Security

From TheLinuxVault

Security and Backup

[edit] Overview

This section should cover securing the box from intrusion of all sorts, and backing up the important bits in case the security fails in some manner.

[edit] Security

There are different types of security. Physical, Internet, Encryption, Access, and Filesystem. All are important.

Physical security is probably the simplest to implement. This controls the access that is given to the physical system. Either through the keyboard, or entry into the computer case itself. Usually, these are prevented by the usual methods. Door keys, locks, obscure locations, or simply hiding or disguising the system.

Firewall: All modern Linux systems come with a default firewall inside the kernel called Iptables. A GUI such as Firestarter can be used to configure Iptables. This type of security is usually done by closing any un-used ports and services.

Anti-Virus: There are very few viruses for Linux. None work on a modern Linux system. Most came out after the security holes were already patched, and none were ever able to spread without deliberate installation, so they are only useful for research purposes. Linux systems have never had any risk of becoming infected by a virus, without intentionally installing one. [1] [2] [3] [4] [5]

Encryption: This is a means of disguising any data, whether it is travelling over a broadcast medium, or being stored somewhere. Truecrypt is a good encryption program.

Access: This refers to who can do what. This is a subset of the physical and internet security. A particular person may have access to the physical console, but no access to any system level. Another person may have access to the web service that same box hosts, but not to the tetris game the first person is using. One account that has access to everything is root. On most debian/ubuntu style distributions, this account is disabled by default. If you want to enable this account, read this article on Enabling Root Account. But keep in mind that this is a great responsibility. It is very easy to mess up any system as the root user.

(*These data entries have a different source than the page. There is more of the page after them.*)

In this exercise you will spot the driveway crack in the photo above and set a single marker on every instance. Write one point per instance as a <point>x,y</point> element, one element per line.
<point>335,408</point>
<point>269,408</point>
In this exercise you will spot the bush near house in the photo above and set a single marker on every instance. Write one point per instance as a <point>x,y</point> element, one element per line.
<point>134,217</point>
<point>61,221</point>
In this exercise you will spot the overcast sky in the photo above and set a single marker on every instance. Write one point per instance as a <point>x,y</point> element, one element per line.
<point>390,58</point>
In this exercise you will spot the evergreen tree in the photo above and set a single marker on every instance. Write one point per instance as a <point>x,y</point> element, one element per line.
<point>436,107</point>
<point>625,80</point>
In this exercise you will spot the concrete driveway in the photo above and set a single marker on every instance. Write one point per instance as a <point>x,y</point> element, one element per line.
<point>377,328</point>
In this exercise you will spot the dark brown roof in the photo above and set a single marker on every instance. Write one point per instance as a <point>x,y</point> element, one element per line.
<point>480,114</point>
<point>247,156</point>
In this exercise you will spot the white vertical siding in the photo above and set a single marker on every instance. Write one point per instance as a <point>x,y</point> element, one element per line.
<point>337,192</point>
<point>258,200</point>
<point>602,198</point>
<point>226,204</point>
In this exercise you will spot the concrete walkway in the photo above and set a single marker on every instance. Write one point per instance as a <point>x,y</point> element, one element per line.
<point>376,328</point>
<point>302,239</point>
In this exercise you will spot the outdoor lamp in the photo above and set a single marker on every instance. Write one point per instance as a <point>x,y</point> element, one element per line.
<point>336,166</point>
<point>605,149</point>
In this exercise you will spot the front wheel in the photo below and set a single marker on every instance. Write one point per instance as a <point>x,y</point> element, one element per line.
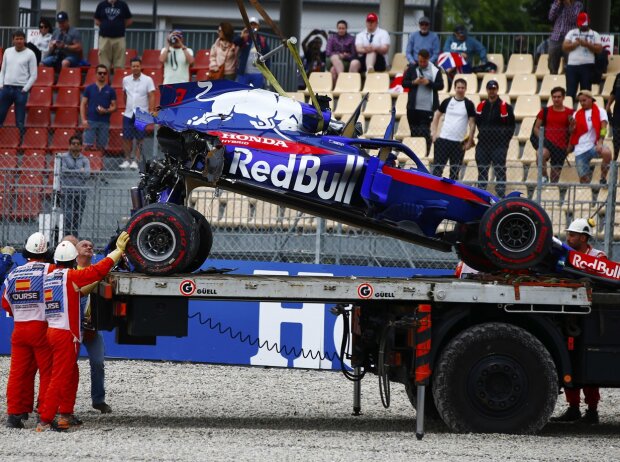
<point>163,239</point>
<point>515,233</point>
<point>495,378</point>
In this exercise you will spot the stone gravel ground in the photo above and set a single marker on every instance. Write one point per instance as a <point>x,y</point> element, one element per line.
<point>196,412</point>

Filesystem: This is usually covered by the file permissions. This controls who can read or write what files in which directories. This should be covered in detail elsewhere. Ls and cd are used to move around the filesystem. The permissions of the files can dictate who can see what.

[edit] Backup

Six words. Do it often, do it right. Properly done backups can make or break a recovery effort. An important thing to remember is to back up anything that is either difficult to replace, or hard to duplicate.

Common classic *nix utilities for performing backups are tar and cpio. cpio is a much older program for doing this, but it is good to know legacy software. tar is more commonly used in tape backups, but it can be used simply for building archive files.

 tar xvf filename.tar.gz
 tar xv < /dev/tape
 cpio -icdmuvB < /dev/tape

Another common tool is rsync. Rsync can be used to make a bootable clone.. In addition to basic file copying, rsync also offers the ability to synchronize the source and target volumes -- it can copy only the items that have changed, thus subsequent clones, or backups, are much faster. The syntax is pretty easy:

 sudo rsync -xrlptgoEv --progress --delete / /Volumes/Backup

That will backup your entire drive, deleting anything from the target that is not on the source drive (synchronizing, that is). Rsync also preserves resource forks (that's what the "E" argument is for) and will give you a bootable backup.

The sudo command above runs the rsync command as the root user. This is another means of Access security that must be considered.